A Texas district court reversed the discharge permit issued by the TCEQ commissioners to the City of Dripping Springs in 2019.

DRIPPING SPRINGS, Texas — Editor's note: The video published above is from 2019.

The Texas Commission on Environmental Quality (TCEQ) and the City of Dripping Springs have filed an appeal to the Third Court of Appeals regarding the Texas district court’s decision to reverse the Texas Pollutant Discharge Elimination System (“TPDES”) wastewater treatment permit, according to a City press release.

“As I mentioned when we heard the news of the District Court’s decision, we are confident in our ability to move forward,” said Dripping Springs Mayor Bill Foulds, Jr. “We are confident that our appeal to the Third Court of Appeals will confirm that the City is doing everything in its power to accommodate the wastewater needs of our growing community in the most environmentally sensitive manner possible, and that our permit will stand.”

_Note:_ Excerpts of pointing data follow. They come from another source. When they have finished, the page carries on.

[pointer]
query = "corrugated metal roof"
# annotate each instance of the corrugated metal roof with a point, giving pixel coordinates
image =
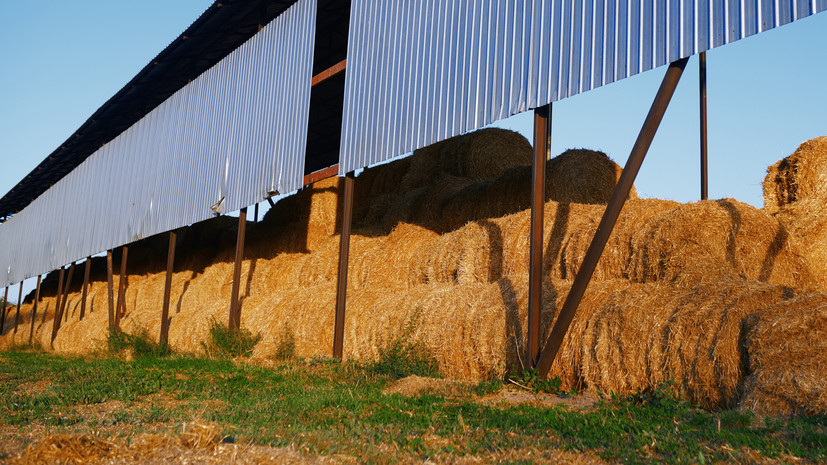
(423, 71)
(228, 139)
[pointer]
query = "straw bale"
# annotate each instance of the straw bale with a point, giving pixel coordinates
(706, 241)
(806, 220)
(480, 155)
(787, 352)
(575, 176)
(799, 176)
(583, 176)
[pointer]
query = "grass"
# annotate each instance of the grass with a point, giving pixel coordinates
(327, 407)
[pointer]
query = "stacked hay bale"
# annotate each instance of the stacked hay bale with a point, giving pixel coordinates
(795, 192)
(440, 253)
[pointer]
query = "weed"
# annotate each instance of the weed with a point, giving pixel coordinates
(140, 344)
(532, 380)
(401, 356)
(286, 346)
(224, 343)
(487, 387)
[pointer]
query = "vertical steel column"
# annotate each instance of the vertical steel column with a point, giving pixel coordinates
(59, 308)
(3, 310)
(56, 319)
(344, 249)
(704, 165)
(121, 306)
(109, 285)
(85, 287)
(34, 307)
(59, 291)
(19, 303)
(542, 146)
(235, 310)
(610, 215)
(63, 313)
(164, 339)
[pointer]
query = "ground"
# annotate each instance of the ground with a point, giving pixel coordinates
(184, 409)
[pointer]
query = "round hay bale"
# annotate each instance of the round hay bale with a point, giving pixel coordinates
(806, 220)
(583, 176)
(708, 241)
(787, 352)
(627, 337)
(800, 176)
(479, 156)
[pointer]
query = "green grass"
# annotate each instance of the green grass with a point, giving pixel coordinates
(327, 407)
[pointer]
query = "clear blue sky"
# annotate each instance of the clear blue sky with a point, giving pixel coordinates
(62, 60)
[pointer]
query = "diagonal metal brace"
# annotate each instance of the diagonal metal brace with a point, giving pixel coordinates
(610, 215)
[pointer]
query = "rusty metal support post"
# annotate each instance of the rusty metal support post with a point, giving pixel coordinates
(109, 285)
(164, 338)
(610, 215)
(19, 303)
(63, 314)
(344, 249)
(85, 289)
(56, 319)
(235, 310)
(120, 308)
(3, 310)
(704, 165)
(542, 146)
(34, 308)
(59, 296)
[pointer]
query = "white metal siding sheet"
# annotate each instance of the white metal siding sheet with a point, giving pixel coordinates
(421, 71)
(237, 133)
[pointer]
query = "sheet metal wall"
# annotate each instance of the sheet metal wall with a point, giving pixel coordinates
(231, 136)
(420, 71)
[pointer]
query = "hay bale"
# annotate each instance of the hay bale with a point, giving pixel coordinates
(689, 336)
(799, 176)
(787, 352)
(806, 220)
(583, 176)
(707, 241)
(480, 155)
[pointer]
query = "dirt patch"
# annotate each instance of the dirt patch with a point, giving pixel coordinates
(160, 449)
(511, 396)
(37, 388)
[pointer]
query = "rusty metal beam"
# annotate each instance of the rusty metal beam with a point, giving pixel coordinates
(63, 314)
(317, 176)
(344, 249)
(19, 303)
(164, 338)
(120, 308)
(704, 165)
(34, 307)
(235, 309)
(329, 73)
(109, 285)
(56, 319)
(610, 215)
(85, 289)
(542, 147)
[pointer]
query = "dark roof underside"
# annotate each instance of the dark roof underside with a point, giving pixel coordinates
(220, 30)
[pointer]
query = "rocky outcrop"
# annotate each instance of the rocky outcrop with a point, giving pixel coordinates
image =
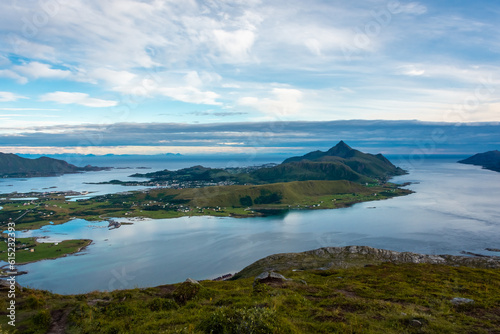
(356, 256)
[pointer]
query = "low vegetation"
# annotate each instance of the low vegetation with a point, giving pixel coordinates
(383, 298)
(237, 200)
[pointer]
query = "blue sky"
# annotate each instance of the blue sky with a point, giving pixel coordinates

In October, the 459th Texas District Court reversed a wastewater discharge permit issued by the Texas Commission on Environmental Quality (TCEQ) commissioners to the City of Dripping Springs

The discharge permit, which was issued on Feb. 27, 2019, allowed the City to begin the expansion of its wastewater treatment plant and to address the area’s growing wastewater needs.

The KVUE Defenders reported on the situation in February 2019 when the permit was announced and again in June 2019 when attorneys with Save Our Springs Alliance filed a lawsuit against the TCEQ claiming the permit violated a subset of Texas’s water quality standards that apply to Onion Creek. 

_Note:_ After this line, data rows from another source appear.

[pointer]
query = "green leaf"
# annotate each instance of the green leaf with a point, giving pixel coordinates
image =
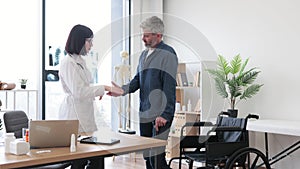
(250, 91)
(236, 64)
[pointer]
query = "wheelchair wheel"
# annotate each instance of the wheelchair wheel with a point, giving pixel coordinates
(254, 159)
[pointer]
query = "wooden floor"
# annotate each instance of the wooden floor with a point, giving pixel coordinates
(131, 161)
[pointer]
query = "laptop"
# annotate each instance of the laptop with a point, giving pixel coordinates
(52, 133)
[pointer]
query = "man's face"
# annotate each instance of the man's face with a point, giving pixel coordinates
(151, 39)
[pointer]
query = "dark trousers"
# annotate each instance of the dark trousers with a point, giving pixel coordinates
(155, 157)
(91, 163)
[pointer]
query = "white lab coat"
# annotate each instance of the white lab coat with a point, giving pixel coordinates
(78, 103)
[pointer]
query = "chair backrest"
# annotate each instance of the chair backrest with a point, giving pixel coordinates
(234, 136)
(14, 121)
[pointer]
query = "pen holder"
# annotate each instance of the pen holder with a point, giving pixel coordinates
(19, 147)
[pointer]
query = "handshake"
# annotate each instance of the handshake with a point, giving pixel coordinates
(114, 90)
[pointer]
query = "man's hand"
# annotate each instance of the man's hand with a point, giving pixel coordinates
(115, 90)
(159, 122)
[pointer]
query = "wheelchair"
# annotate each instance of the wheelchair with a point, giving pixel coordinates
(224, 145)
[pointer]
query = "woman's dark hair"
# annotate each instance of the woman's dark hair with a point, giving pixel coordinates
(77, 38)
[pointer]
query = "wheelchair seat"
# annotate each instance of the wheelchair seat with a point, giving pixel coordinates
(217, 142)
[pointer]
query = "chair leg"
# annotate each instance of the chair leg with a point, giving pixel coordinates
(191, 163)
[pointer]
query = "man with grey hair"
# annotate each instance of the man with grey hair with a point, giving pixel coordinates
(156, 79)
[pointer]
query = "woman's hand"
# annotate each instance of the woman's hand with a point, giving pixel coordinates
(114, 90)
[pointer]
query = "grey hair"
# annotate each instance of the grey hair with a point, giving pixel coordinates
(153, 24)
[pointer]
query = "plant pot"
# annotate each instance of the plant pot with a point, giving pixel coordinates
(232, 112)
(23, 86)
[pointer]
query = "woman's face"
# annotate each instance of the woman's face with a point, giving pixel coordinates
(88, 44)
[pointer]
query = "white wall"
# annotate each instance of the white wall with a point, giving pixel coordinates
(268, 32)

RELATED: Dripping Springs allowed to discharge treated wastewater into Onion Creek tributary

According to a Dripping Springs City spokesperson, District Court Judge Maya Guerra Gamble found this week the TCEQ’s order approving the City’s wastewater discharge permit is not supported by the law or substantial evidence and should be reversed. 

The court heard the arguments on June 25, and Judge Gamble’s decision was handed down on Oct. 29, the City spokesperson said.

“SOS refuses to acknowledge the City’s contractual commitments that will minimize if not eliminate the possibility of an actual discharge," Foulds said. "Despite the added costs and time associated with having to appeal this decision prompted by SOS’s involvement, the City is committed to providing superior wastewater service to its citizens in a timely manner and in a way that allows it to reuse the effluent. The TCEQ Permit is one aspect of the expansion. We will continue to push forward on all aspects of our South Regional Water Reclamation Expansion Project.”

The appeal process to the Third Court of Appeals is expected to take between six months to a year.

The KVUE Defenders continues to watch what areas are allowed to discharge treated wastewater into our streams and rivers.